There are two lines that intersect at a point $Q$.
Now, on one of the lines, take three points $A, \ B$, and $C$ such that $QA=AB=BC$, and on the other line, take three points $L, \ M$, and $N$ such that $LQ=QM=MN$.
Then, the three lines $AL, \ BN$, and $CM$ intersect at a single point $P$.
$\downarrow$ $\downarrow$ $\downarrow$ $\downarrow$ $\downarrow$
$$ $$Solution
For $△CLM$,
$$LQ=QM.$$
Thus, $CQ$ is the median.
Moreover,
$$CA:AQ=2:1.$$
Therefore, $A$ is the center of gravity of $△CLM$.
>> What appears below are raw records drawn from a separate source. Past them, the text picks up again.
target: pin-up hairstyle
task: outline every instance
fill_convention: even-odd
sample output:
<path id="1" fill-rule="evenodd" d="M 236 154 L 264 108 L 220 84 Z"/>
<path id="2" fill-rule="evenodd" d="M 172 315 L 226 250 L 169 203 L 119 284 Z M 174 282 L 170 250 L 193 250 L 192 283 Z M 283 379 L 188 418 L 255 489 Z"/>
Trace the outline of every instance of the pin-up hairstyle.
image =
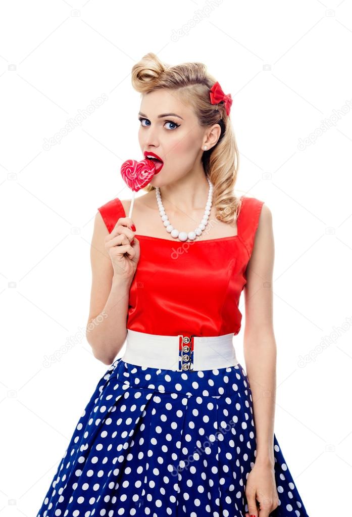
<path id="1" fill-rule="evenodd" d="M 177 92 L 181 101 L 192 107 L 201 126 L 218 124 L 221 128 L 217 144 L 205 150 L 202 161 L 205 174 L 213 185 L 213 204 L 216 218 L 234 221 L 240 200 L 235 195 L 239 154 L 231 121 L 223 102 L 211 104 L 209 91 L 216 80 L 201 63 L 186 63 L 174 66 L 163 63 L 155 54 L 146 54 L 132 69 L 132 84 L 142 95 L 165 88 Z M 143 190 L 150 192 L 150 184 Z"/>

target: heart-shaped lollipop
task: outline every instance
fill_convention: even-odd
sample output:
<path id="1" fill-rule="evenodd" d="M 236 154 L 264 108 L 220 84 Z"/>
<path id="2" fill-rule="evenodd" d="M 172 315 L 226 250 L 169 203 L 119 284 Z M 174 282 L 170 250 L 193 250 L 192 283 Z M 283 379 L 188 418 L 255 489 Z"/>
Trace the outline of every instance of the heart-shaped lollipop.
<path id="1" fill-rule="evenodd" d="M 126 160 L 121 165 L 123 179 L 133 191 L 129 217 L 132 215 L 134 201 L 134 194 L 150 183 L 155 173 L 155 165 L 151 161 L 145 158 L 141 161 Z"/>

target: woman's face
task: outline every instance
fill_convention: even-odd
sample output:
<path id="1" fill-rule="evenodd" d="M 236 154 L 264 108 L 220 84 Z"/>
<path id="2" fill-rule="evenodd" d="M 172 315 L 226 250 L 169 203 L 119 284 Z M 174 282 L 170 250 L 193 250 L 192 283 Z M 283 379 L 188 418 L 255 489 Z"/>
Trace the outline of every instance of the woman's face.
<path id="1" fill-rule="evenodd" d="M 177 92 L 160 89 L 145 94 L 138 116 L 143 159 L 145 153 L 152 151 L 164 164 L 150 181 L 153 187 L 177 180 L 200 161 L 206 129 L 199 125 L 193 110 L 181 101 Z"/>

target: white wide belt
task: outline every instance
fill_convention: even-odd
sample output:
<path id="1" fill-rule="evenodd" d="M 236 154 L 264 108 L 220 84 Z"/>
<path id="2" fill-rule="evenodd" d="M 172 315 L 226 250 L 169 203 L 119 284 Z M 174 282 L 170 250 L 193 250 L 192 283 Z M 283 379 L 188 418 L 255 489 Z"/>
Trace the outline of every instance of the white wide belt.
<path id="1" fill-rule="evenodd" d="M 235 366 L 238 363 L 234 332 L 209 337 L 192 334 L 160 336 L 127 329 L 121 359 L 147 368 L 196 371 Z"/>

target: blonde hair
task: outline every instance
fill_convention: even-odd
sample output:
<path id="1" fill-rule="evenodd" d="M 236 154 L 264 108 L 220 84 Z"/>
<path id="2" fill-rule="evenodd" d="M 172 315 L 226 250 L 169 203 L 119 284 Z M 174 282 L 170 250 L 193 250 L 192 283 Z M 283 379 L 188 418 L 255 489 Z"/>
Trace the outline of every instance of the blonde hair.
<path id="1" fill-rule="evenodd" d="M 221 132 L 219 140 L 211 149 L 204 151 L 202 161 L 205 174 L 214 187 L 213 204 L 216 218 L 232 223 L 240 208 L 240 199 L 234 190 L 239 155 L 224 103 L 210 103 L 209 90 L 216 82 L 203 63 L 170 66 L 152 52 L 144 56 L 132 69 L 132 84 L 137 92 L 143 95 L 161 88 L 178 90 L 181 100 L 192 107 L 201 126 L 219 124 Z M 150 192 L 155 189 L 149 185 L 143 190 Z"/>

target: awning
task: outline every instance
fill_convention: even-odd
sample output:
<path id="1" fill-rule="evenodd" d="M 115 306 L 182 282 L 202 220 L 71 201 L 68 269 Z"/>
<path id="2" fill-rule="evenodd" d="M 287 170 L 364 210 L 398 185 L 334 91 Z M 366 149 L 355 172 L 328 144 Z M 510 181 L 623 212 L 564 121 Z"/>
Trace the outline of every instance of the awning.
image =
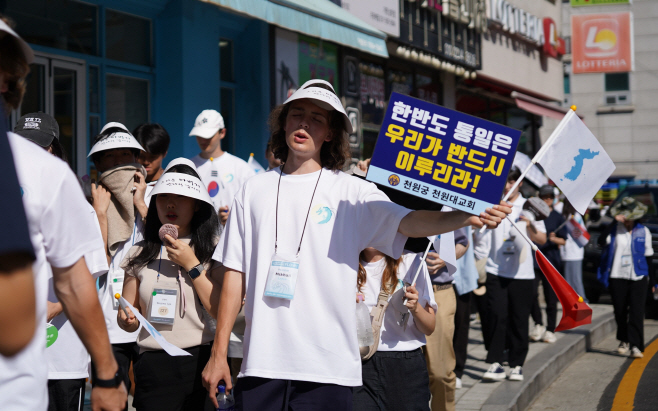
<path id="1" fill-rule="evenodd" d="M 386 34 L 327 0 L 202 0 L 275 26 L 388 57 Z"/>
<path id="2" fill-rule="evenodd" d="M 512 91 L 511 97 L 520 109 L 538 116 L 546 116 L 562 120 L 562 117 L 564 117 L 569 111 L 568 107 L 555 106 L 538 98 L 528 96 L 527 94 L 519 93 L 518 91 Z M 581 119 L 584 118 L 580 114 L 578 117 Z"/>

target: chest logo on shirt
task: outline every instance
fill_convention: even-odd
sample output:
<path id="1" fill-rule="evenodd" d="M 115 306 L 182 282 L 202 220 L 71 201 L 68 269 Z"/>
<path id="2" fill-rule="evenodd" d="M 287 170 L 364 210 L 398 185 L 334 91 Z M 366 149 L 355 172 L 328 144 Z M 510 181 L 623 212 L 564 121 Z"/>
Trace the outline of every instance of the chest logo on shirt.
<path id="1" fill-rule="evenodd" d="M 214 197 L 217 193 L 219 193 L 219 184 L 217 184 L 217 181 L 211 181 L 210 184 L 208 184 L 208 195 Z"/>
<path id="2" fill-rule="evenodd" d="M 334 211 L 324 204 L 318 204 L 311 209 L 311 220 L 317 224 L 327 224 L 334 216 Z"/>

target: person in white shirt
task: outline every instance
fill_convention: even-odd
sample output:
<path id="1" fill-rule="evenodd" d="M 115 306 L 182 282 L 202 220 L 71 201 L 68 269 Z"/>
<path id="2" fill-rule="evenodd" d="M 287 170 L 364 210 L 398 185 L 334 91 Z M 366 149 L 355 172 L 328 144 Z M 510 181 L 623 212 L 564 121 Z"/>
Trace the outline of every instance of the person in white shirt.
<path id="1" fill-rule="evenodd" d="M 66 160 L 59 142 L 59 125 L 45 113 L 29 113 L 18 119 L 14 127 L 16 134 L 38 144 L 60 160 Z M 96 221 L 93 207 L 85 203 L 92 221 Z M 90 230 L 102 240 L 98 225 Z M 103 247 L 85 254 L 85 263 L 94 279 L 107 273 L 107 259 Z M 64 313 L 64 307 L 57 298 L 53 273 L 48 268 L 48 340 L 46 360 L 48 361 L 48 409 L 50 411 L 78 411 L 82 408 L 85 396 L 85 379 L 89 377 L 89 354 L 75 333 L 71 322 Z M 55 332 L 57 330 L 57 332 Z"/>
<path id="2" fill-rule="evenodd" d="M 505 194 L 512 189 L 521 176 L 514 167 L 507 176 Z M 509 219 L 518 221 L 517 226 L 527 232 L 527 236 L 537 245 L 546 242 L 546 228 L 543 221 L 530 221 L 522 214 L 525 198 L 519 194 L 519 184 L 510 195 L 512 213 Z M 500 381 L 505 379 L 502 367 L 504 351 L 509 349 L 508 362 L 511 381 L 523 380 L 523 363 L 528 355 L 528 326 L 532 308 L 535 271 L 532 248 L 507 219 L 491 232 L 491 248 L 485 269 L 487 271 L 488 321 L 487 334 L 489 348 L 486 362 L 491 364 L 483 379 Z M 484 328 L 484 324 L 483 324 Z M 485 335 L 485 336 L 486 336 Z"/>
<path id="3" fill-rule="evenodd" d="M 352 387 L 361 385 L 359 253 L 373 247 L 399 258 L 408 236 L 495 227 L 511 209 L 410 212 L 374 184 L 342 173 L 352 126 L 326 81 L 304 84 L 270 119 L 272 149 L 284 165 L 244 184 L 215 250 L 226 272 L 204 386 L 211 399 L 221 380 L 232 387 L 227 347 L 246 293 L 236 407 L 351 409 Z"/>
<path id="4" fill-rule="evenodd" d="M 363 362 L 363 385 L 354 388 L 354 410 L 427 410 L 429 376 L 421 347 L 434 331 L 437 310 L 427 265 L 422 254 L 407 250 L 393 259 L 366 248 L 359 260 L 357 293 L 365 297 L 363 304 L 372 313 L 382 290 L 389 294 L 389 303 L 376 336 L 377 352 Z M 403 316 L 409 313 L 405 324 Z"/>
<path id="5" fill-rule="evenodd" d="M 246 161 L 222 150 L 226 137 L 224 118 L 216 110 L 203 110 L 194 122 L 190 137 L 195 137 L 201 152 L 191 160 L 206 185 L 222 225 L 226 224 L 233 197 L 249 177 L 256 175 Z"/>
<path id="6" fill-rule="evenodd" d="M 14 59 L 15 64 L 11 64 Z M 27 67 L 31 59 L 32 51 L 27 43 L 0 15 L 0 61 L 3 62 L 0 107 L 3 113 L 6 96 L 10 97 L 10 106 L 20 103 L 27 70 L 16 77 L 13 71 L 17 67 Z M 20 87 L 16 87 L 17 84 Z M 11 93 L 5 94 L 8 90 Z M 127 392 L 122 381 L 116 378 L 119 367 L 112 355 L 93 279 L 85 265 L 85 256 L 103 247 L 102 238 L 93 230 L 93 214 L 68 164 L 16 134 L 7 133 L 7 138 L 36 254 L 32 271 L 37 324 L 46 323 L 48 276 L 52 270 L 54 291 L 98 369 L 98 384 L 91 394 L 94 407 L 120 410 L 126 404 Z M 46 335 L 43 328 L 41 330 L 37 329 L 28 346 L 14 357 L 0 356 L 3 410 L 45 411 L 48 407 Z M 49 332 L 46 338 L 52 341 L 53 334 Z"/>
<path id="7" fill-rule="evenodd" d="M 98 224 L 100 225 L 101 232 L 103 233 L 103 240 L 105 242 L 105 250 L 109 262 L 110 270 L 106 275 L 99 278 L 98 298 L 100 299 L 101 306 L 103 307 L 103 314 L 105 315 L 105 324 L 110 335 L 110 342 L 112 343 L 112 350 L 119 362 L 122 370 L 122 377 L 128 390 L 130 390 L 130 378 L 128 377 L 128 370 L 130 363 L 137 361 L 139 356 L 139 349 L 136 344 L 138 332 L 128 333 L 122 330 L 117 324 L 117 310 L 119 304 L 114 295 L 121 293 L 124 281 L 124 270 L 121 268 L 123 258 L 134 244 L 143 239 L 143 219 L 146 218 L 148 213 L 148 205 L 145 200 L 146 191 L 146 172 L 143 167 L 137 163 L 137 157 L 140 151 L 144 148 L 135 140 L 126 127 L 120 123 L 111 123 L 103 128 L 103 131 L 96 137 L 94 145 L 89 152 L 96 169 L 99 172 L 100 179 L 104 178 L 103 173 L 109 173 L 119 167 L 126 166 L 129 168 L 128 182 L 124 182 L 117 188 L 109 189 L 104 183 L 92 184 L 92 205 L 96 211 Z M 130 180 L 130 175 L 134 175 L 134 181 Z M 131 182 L 132 181 L 132 182 Z M 123 221 L 128 228 L 123 241 L 109 244 L 110 231 L 118 229 L 118 225 L 122 221 L 115 220 L 111 222 L 108 218 L 108 210 L 112 197 L 115 198 L 115 203 L 125 204 L 117 199 L 130 197 L 132 192 L 132 204 L 134 206 L 134 220 Z M 130 200 L 128 200 L 130 201 Z M 115 224 L 112 227 L 112 224 Z M 92 375 L 95 369 L 92 364 Z"/>
<path id="8" fill-rule="evenodd" d="M 656 291 L 651 231 L 640 223 L 649 207 L 624 197 L 610 208 L 615 218 L 599 237 L 603 247 L 597 277 L 608 287 L 617 323 L 619 354 L 644 357 L 644 304 Z M 648 281 L 647 281 L 648 280 Z"/>

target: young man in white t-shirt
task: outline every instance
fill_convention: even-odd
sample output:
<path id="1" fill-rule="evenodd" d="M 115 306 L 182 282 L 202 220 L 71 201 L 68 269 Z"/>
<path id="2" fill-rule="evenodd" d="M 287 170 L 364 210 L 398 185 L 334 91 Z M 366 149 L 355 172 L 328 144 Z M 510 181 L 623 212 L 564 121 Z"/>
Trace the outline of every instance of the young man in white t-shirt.
<path id="1" fill-rule="evenodd" d="M 215 250 L 226 273 L 204 386 L 212 399 L 221 380 L 232 387 L 226 354 L 245 291 L 237 408 L 349 410 L 352 387 L 361 385 L 354 301 L 361 250 L 398 258 L 409 236 L 495 227 L 511 209 L 410 212 L 342 173 L 352 126 L 326 81 L 307 82 L 270 118 L 272 149 L 285 163 L 245 183 Z"/>
<path id="2" fill-rule="evenodd" d="M 208 189 L 220 222 L 226 224 L 233 197 L 256 173 L 246 161 L 222 150 L 226 127 L 224 118 L 216 110 L 203 110 L 197 116 L 190 137 L 196 138 L 201 149 L 191 160 Z"/>
<path id="3" fill-rule="evenodd" d="M 123 165 L 141 167 L 141 165 L 136 164 L 140 151 L 144 151 L 143 147 L 127 131 L 125 126 L 120 123 L 111 123 L 104 127 L 101 134 L 96 137 L 89 156 L 99 172 L 99 178 L 103 178 L 104 172 L 115 167 Z M 98 223 L 103 234 L 105 251 L 110 266 L 107 275 L 101 276 L 98 280 L 98 298 L 103 307 L 105 324 L 110 335 L 112 350 L 114 351 L 117 362 L 121 366 L 123 372 L 122 377 L 128 390 L 130 390 L 131 385 L 130 378 L 128 377 L 130 363 L 136 362 L 139 356 L 139 348 L 136 342 L 139 330 L 128 333 L 119 328 L 117 324 L 117 310 L 119 309 L 119 305 L 114 295 L 121 293 L 123 288 L 124 271 L 121 268 L 121 262 L 128 253 L 128 250 L 130 250 L 130 247 L 143 239 L 144 225 L 142 221 L 148 213 L 148 204 L 145 196 L 149 188 L 146 185 L 145 176 L 139 171 L 136 171 L 134 175 L 134 183 L 130 184 L 132 187 L 126 187 L 124 185 L 116 192 L 110 191 L 103 184 L 92 184 L 92 205 L 96 211 Z M 114 252 L 110 253 L 108 232 L 112 227 L 109 226 L 111 223 L 108 220 L 108 209 L 112 197 L 121 194 L 126 195 L 125 190 L 133 191 L 132 202 L 135 210 L 135 221 L 131 221 L 131 234 L 129 237 L 125 241 L 115 245 L 113 247 Z M 94 372 L 95 369 L 92 368 L 92 374 Z"/>
<path id="4" fill-rule="evenodd" d="M 507 176 L 505 194 L 520 176 L 519 169 L 512 168 Z M 509 197 L 512 203 L 509 219 L 515 221 L 520 229 L 525 229 L 530 240 L 542 245 L 546 242 L 544 222 L 530 221 L 522 214 L 526 202 L 519 193 L 522 184 Z M 491 366 L 483 378 L 491 381 L 505 379 L 503 352 L 509 349 L 511 371 L 508 378 L 511 381 L 523 381 L 523 363 L 528 355 L 529 344 L 528 321 L 535 296 L 533 251 L 507 219 L 492 230 L 490 236 L 491 248 L 485 267 L 487 324 L 483 323 L 483 327 L 488 328 L 486 362 Z"/>

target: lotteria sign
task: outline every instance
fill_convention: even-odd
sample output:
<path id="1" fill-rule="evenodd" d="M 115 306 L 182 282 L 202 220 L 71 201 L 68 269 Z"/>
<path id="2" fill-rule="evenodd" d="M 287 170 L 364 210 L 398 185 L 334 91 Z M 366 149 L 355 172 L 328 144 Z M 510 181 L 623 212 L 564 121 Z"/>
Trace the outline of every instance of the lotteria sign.
<path id="1" fill-rule="evenodd" d="M 539 18 L 507 0 L 490 0 L 489 18 L 510 34 L 518 35 L 551 57 L 565 53 L 564 40 L 558 36 L 555 21 Z"/>
<path id="2" fill-rule="evenodd" d="M 571 16 L 574 73 L 633 70 L 631 13 Z"/>

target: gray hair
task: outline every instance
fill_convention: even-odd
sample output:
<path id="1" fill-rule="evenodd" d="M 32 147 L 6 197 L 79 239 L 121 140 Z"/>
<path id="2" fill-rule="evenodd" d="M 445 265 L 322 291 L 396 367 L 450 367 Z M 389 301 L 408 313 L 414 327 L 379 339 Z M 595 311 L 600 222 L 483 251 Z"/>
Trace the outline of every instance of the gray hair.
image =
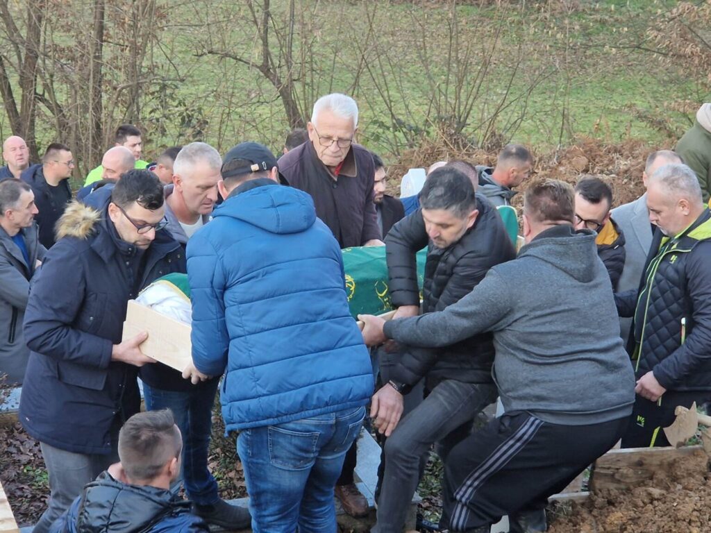
<path id="1" fill-rule="evenodd" d="M 4 217 L 7 210 L 16 208 L 22 193 L 31 190 L 30 185 L 20 180 L 11 178 L 0 181 L 0 217 Z"/>
<path id="2" fill-rule="evenodd" d="M 189 178 L 191 171 L 198 161 L 206 163 L 216 171 L 222 168 L 220 153 L 207 143 L 194 142 L 183 146 L 173 163 L 173 173 L 181 178 Z"/>
<path id="3" fill-rule="evenodd" d="M 662 158 L 665 161 L 665 164 L 669 164 L 670 163 L 683 163 L 681 157 L 679 154 L 671 150 L 657 150 L 656 152 L 652 152 L 647 157 L 647 161 L 644 163 L 644 171 L 649 174 L 649 171 L 652 168 L 652 166 L 657 162 L 659 158 Z"/>
<path id="4" fill-rule="evenodd" d="M 433 171 L 418 198 L 422 209 L 444 209 L 460 219 L 476 208 L 474 188 L 469 178 L 450 166 Z"/>
<path id="5" fill-rule="evenodd" d="M 686 165 L 671 163 L 659 167 L 649 178 L 649 185 L 653 183 L 658 183 L 670 198 L 685 198 L 691 203 L 703 205 L 699 181 Z"/>
<path id="6" fill-rule="evenodd" d="M 319 114 L 324 109 L 329 109 L 333 114 L 343 119 L 353 119 L 353 127 L 358 127 L 358 104 L 350 96 L 340 92 L 322 96 L 314 104 L 311 124 L 316 124 Z"/>

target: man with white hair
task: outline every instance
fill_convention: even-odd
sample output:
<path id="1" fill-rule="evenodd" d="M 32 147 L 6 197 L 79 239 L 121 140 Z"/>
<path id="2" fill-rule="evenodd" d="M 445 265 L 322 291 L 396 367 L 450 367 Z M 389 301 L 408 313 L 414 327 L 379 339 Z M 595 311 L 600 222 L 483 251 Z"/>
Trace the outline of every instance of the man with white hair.
<path id="1" fill-rule="evenodd" d="M 306 126 L 310 142 L 279 160 L 289 184 L 314 198 L 316 215 L 341 248 L 383 244 L 373 203 L 373 156 L 354 142 L 358 114 L 351 97 L 321 97 Z"/>
<path id="2" fill-rule="evenodd" d="M 195 232 L 207 224 L 218 199 L 222 158 L 209 144 L 183 146 L 173 166 L 173 185 L 165 187 L 168 230 L 183 249 Z M 149 367 L 150 367 L 150 368 Z M 230 505 L 218 492 L 208 468 L 212 409 L 219 377 L 195 384 L 160 363 L 141 369 L 146 407 L 169 409 L 183 436 L 183 480 L 195 512 L 210 524 L 230 529 L 249 525 L 247 510 Z"/>
<path id="3" fill-rule="evenodd" d="M 649 176 L 657 168 L 671 163 L 683 161 L 679 156 L 670 150 L 658 150 L 649 154 L 642 172 L 642 183 L 645 190 L 647 188 Z M 622 235 L 625 236 L 624 266 L 622 267 L 622 275 L 617 282 L 617 291 L 624 292 L 639 286 L 649 247 L 652 245 L 653 226 L 649 222 L 646 192 L 634 201 L 615 208 L 611 213 L 612 218 L 622 230 Z M 620 318 L 620 335 L 624 340 L 629 336 L 631 325 L 631 318 Z"/>
<path id="4" fill-rule="evenodd" d="M 20 179 L 20 174 L 30 166 L 30 150 L 22 137 L 11 135 L 2 144 L 2 158 L 6 163 L 0 168 L 0 181 L 9 178 Z"/>
<path id="5" fill-rule="evenodd" d="M 669 446 L 661 429 L 675 407 L 711 399 L 711 213 L 693 171 L 657 170 L 647 207 L 657 229 L 639 289 L 615 297 L 620 316 L 634 316 L 637 397 L 624 448 Z"/>

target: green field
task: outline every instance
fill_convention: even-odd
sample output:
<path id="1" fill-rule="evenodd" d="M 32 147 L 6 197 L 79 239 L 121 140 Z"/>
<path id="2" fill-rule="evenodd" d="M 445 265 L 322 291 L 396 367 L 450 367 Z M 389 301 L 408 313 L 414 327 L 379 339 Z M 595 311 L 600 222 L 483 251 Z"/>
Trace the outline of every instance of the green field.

Furthermore, for $△CAM$ and $△CBP$,
$$AM∥BP \qquad and \qquad CA∶CB=2∶1,$$
$$∴ \ △CAM∼△CBP,$$
$$∴ \ CM∶CP=2∶1.$$
Therefore, for $△CLM$,
$$CP=PM.$$
Thus, $LP$ is the median and passes through the center of gravity $A$.
Therefore, the three lines $AL, \ BN$ and $CM$ intersect at the point $P$.
$ $
Reference Teiichiro Sasabe (1976) The Encyclopedia of Geometry (2nd edition), Seikyo-Shinsha, p.40.